I have been a long critic of the criminalization of speech in Europe and particularly in France. An ever-expanding range of speech is being subject to charges in France as racially or culturally or religiously insensitive. The latest such example is the $34,000 fine imposed on former far-right leader Jean-Marie Le Pen for calling the Nazi gas chambers a “detail” of World War Two. I can certainly understand the anger over the comment and it may indeed reflect a questioning of the holocaust. However, it is also free speech that should be protected in France and other countries.
We have previously discussed the alarming rollback on free speech rights in the West, particularly in France (here and here and here and here and here and here) and England ( here and here and here and here and here and here and here and here and here and here). Much of this trend is tied to the expansion of hate speech and non-discrimination laws.
Some countries have specifically sought to criminalize certain opinions about history, particularly over genocide.
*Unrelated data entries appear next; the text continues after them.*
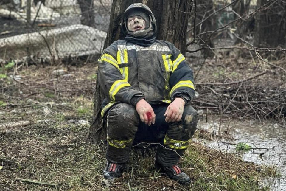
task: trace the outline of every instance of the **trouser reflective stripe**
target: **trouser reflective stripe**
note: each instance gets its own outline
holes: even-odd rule
[[[132,144],[133,141],[132,139],[127,140],[116,140],[111,139],[108,136],[107,139],[109,145],[118,149],[123,149],[125,148],[126,146]]]
[[[179,141],[172,139],[166,135],[164,139],[164,144],[175,149],[184,149],[189,147],[189,140]]]

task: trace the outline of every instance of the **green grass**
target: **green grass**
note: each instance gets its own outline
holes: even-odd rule
[[[54,97],[55,96],[55,94],[50,92],[47,92],[44,93],[43,94],[45,97],[49,98],[53,98],[53,97]]]

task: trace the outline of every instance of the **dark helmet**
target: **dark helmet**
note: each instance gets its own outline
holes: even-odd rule
[[[142,11],[149,16],[149,20],[150,23],[149,24],[146,24],[147,26],[149,26],[148,28],[136,32],[128,30],[127,22],[127,19],[128,18],[126,17],[130,12],[135,10]],[[155,33],[157,30],[156,20],[155,19],[155,17],[151,10],[147,5],[143,3],[133,3],[130,5],[126,9],[122,18],[120,26],[121,32],[124,35],[129,34],[134,37],[143,37],[146,35],[150,31],[153,30],[153,33]]]

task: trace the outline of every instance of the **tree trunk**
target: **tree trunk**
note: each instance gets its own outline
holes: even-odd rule
[[[93,0],[77,0],[81,12],[80,22],[82,24],[94,27],[94,12]]]
[[[192,0],[114,0],[104,48],[114,41],[124,38],[120,32],[121,17],[129,5],[142,3],[149,7],[154,14],[157,21],[155,35],[157,39],[173,43],[185,55],[187,27],[192,10],[191,2]],[[94,119],[86,138],[88,141],[99,143],[105,141],[106,134],[100,113],[104,95],[98,82],[94,96]]]
[[[271,3],[257,1],[257,7]],[[286,1],[278,0],[255,16],[254,45],[265,48],[286,46]]]

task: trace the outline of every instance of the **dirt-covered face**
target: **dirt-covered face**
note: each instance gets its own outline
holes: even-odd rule
[[[138,31],[145,28],[146,21],[142,17],[137,15],[128,18],[127,27],[131,31]]]

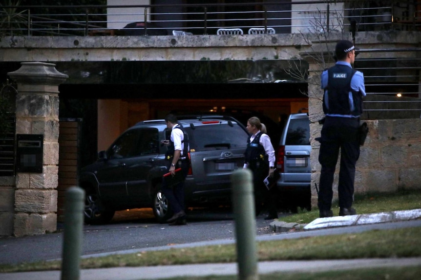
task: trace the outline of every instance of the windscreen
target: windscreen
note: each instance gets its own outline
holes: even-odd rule
[[[216,124],[186,128],[190,149],[196,151],[206,150],[245,148],[248,134],[239,125]]]
[[[287,132],[285,145],[310,145],[310,121],[308,119],[291,119]]]

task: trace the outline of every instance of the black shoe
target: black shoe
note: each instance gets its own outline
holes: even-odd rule
[[[319,216],[320,218],[333,217],[333,212],[332,212],[332,210],[320,210],[319,212]]]
[[[184,213],[184,211],[182,210],[178,213],[176,213],[175,214],[173,215],[172,217],[167,220],[167,222],[172,223],[173,222],[175,222],[177,218],[181,217],[182,216],[186,216],[186,213]]]
[[[353,208],[340,208],[339,209],[339,216],[349,216],[357,215],[357,211]]]
[[[175,221],[168,224],[168,225],[186,225],[187,224],[187,220],[186,215],[177,218]]]

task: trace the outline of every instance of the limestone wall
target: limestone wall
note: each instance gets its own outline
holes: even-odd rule
[[[421,119],[366,120],[369,132],[357,162],[356,193],[421,189]],[[321,125],[311,124],[312,204],[317,205],[315,184],[318,186],[318,157]],[[339,160],[338,160],[339,162]],[[337,198],[339,165],[334,181],[334,199]]]
[[[13,234],[15,177],[0,177],[0,236]]]

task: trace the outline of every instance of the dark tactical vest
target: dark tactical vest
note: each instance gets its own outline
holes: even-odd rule
[[[362,97],[359,92],[351,88],[351,80],[356,72],[349,66],[339,64],[328,69],[329,79],[323,97],[325,114],[359,116],[362,113]]]
[[[187,158],[187,157],[188,156],[188,153],[189,152],[189,135],[187,134],[187,132],[186,132],[186,131],[184,130],[183,127],[180,125],[177,125],[173,129],[177,129],[182,131],[183,133],[184,134],[184,140],[181,141],[181,143],[184,143],[184,148],[183,149],[183,155],[181,156],[181,159],[186,159]],[[175,151],[174,142],[171,141],[170,136],[169,139],[168,140],[169,140],[169,145],[168,145],[167,152],[165,153],[165,159],[168,160],[171,160],[174,157],[174,152]]]
[[[246,162],[249,164],[252,169],[268,165],[269,160],[265,152],[265,148],[260,143],[260,136],[262,134],[260,131],[251,142],[250,137],[247,139],[247,148],[244,155]]]

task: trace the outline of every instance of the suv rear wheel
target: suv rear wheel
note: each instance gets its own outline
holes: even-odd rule
[[[84,210],[85,223],[99,224],[108,223],[112,219],[115,212],[113,210],[101,205],[101,201],[94,191],[86,190]]]
[[[169,208],[168,200],[161,189],[161,185],[157,186],[153,195],[153,214],[159,223],[165,223],[171,218],[172,211]]]

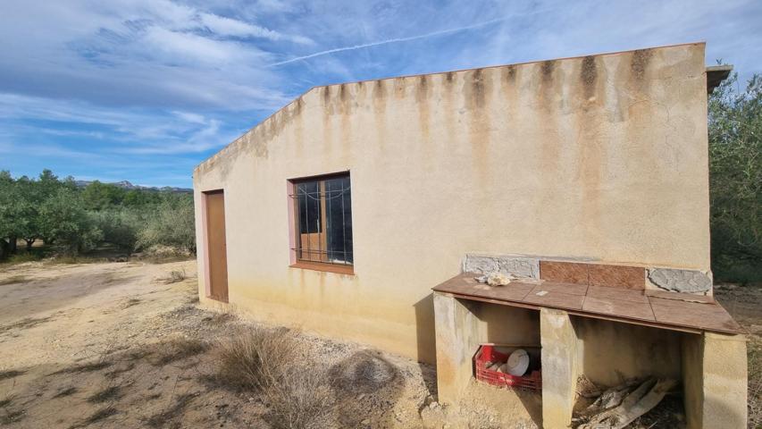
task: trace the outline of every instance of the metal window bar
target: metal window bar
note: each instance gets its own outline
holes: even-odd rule
[[[351,198],[351,186],[345,188],[344,181],[340,181],[340,189],[330,189],[326,186],[326,181],[328,181],[330,179],[297,182],[295,183],[296,193],[289,195],[289,198],[294,198],[294,221],[297,231],[296,247],[291,248],[291,251],[296,252],[297,259],[301,261],[352,265],[354,262],[353,250],[351,247],[348,249],[347,246],[348,235],[350,236],[349,240],[351,240],[351,229],[348,233],[348,214],[347,206],[345,206],[346,198]],[[311,191],[306,189],[308,184],[313,183],[317,184],[315,187],[317,191]],[[339,199],[339,201],[336,201],[337,199]],[[312,211],[310,201],[317,203],[316,219],[310,218],[310,212]],[[340,204],[340,226],[335,225],[332,222],[329,224],[329,220],[332,214],[331,208],[335,204]],[[313,206],[312,208],[314,207]],[[303,215],[305,216],[304,223],[301,222]],[[311,228],[311,222],[314,223],[314,229]],[[349,222],[351,222],[351,218]],[[303,226],[306,227],[306,231],[303,231]],[[336,246],[331,246],[334,243],[329,242],[329,239],[331,238],[329,230],[337,227],[341,228],[340,249],[331,248]],[[351,228],[351,225],[349,225],[349,228]],[[313,231],[315,231],[313,232]],[[302,242],[303,234],[307,235],[306,243]],[[314,234],[317,236],[317,248],[313,248],[313,240],[309,237]],[[323,242],[325,243],[325,248],[323,248]]]

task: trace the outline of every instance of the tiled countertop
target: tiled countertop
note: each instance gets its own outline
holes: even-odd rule
[[[506,286],[479,283],[465,273],[433,288],[457,298],[570,314],[663,329],[746,333],[711,297],[547,281],[514,281]]]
Poland recently passed such a law. Russia moved in 2015 to criminalize denial of genocide under the same misguided approach. I previously wrote about a similar law passed in France as not just a denial of free speech but academic freedom. The law was later struck down. The Russians moved just weeks after the European Court of Human Rights ruled that Switzerland also violation freedom of speech for its criminalization of the denial of the killings of Armenians as genocide. The European Court of Human Rights found that Switzerland violated a Turkish politician’s right to freedom of speech by convicting Dogu Perincek for denying that the 1915 Armenian killings in the Ottoman empire constituted a genocide: “It was undisputed that Perincek’s conviction and punishment, together with the order to pay compensation to the Switzerland-Armenia Association, had constituted an interference with the exercise of his right to freedom of expression.”
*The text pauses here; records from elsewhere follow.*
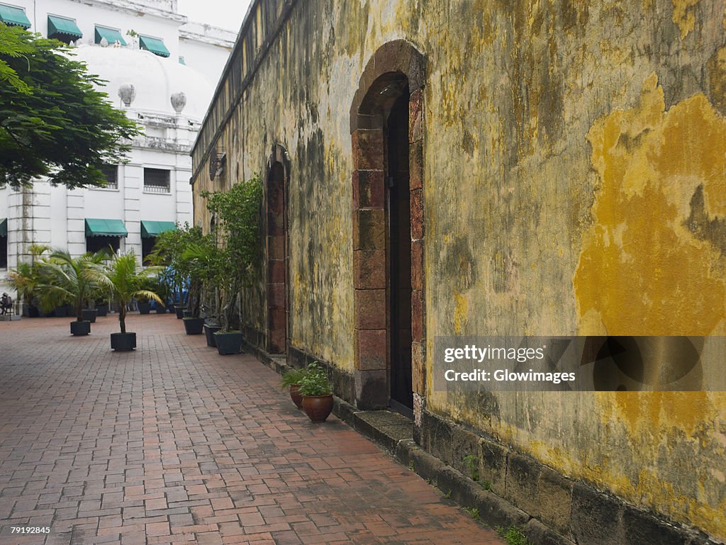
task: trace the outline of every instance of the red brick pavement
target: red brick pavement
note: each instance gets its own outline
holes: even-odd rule
[[[131,316],[135,352],[68,319],[0,322],[0,544],[502,543],[331,417],[311,424],[247,355],[173,315]]]

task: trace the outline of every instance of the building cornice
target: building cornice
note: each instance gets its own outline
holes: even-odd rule
[[[158,7],[150,6],[146,4],[134,2],[131,0],[72,0],[77,4],[85,4],[87,6],[99,6],[105,9],[116,12],[124,12],[135,15],[150,15],[167,21],[174,21],[179,25],[187,22],[189,19],[186,15],[182,15],[171,9],[171,2],[159,0]]]

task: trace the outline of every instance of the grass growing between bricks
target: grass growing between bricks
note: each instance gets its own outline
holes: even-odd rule
[[[531,545],[527,536],[516,526],[509,526],[506,528],[497,526],[494,530],[507,542],[507,545]]]

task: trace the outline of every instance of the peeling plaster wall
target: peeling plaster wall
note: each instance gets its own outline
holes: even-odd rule
[[[274,26],[265,7],[287,5],[256,4],[258,33],[238,52],[248,65]],[[221,88],[193,154],[196,217],[208,225],[200,190],[264,173],[283,145],[291,343],[352,372],[349,108],[376,49],[405,38],[427,58],[428,354],[436,335],[725,335],[724,9],[298,1],[226,121],[234,86]],[[205,153],[220,125],[227,169],[210,182]],[[261,329],[264,278],[245,303]],[[428,410],[726,538],[724,393],[482,397],[428,386]]]

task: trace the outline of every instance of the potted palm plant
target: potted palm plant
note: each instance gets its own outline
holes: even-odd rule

In this latest case, Le Pen was convicted of contesting crimes against humanity. He was previously convicted of the same charge in 2012 after saying France’s Nazi occupation had been “not particularly inhumane.” In 2014 he said that the Ebola virus could solve Europe’s “immigration problem.” I find all of these statements to be horrific and disturbing but that is not the point. They happen to be Le Pen’s view of history. He is wrong. However, I would prefer to debate and denounce him over such differences, not prosecute him.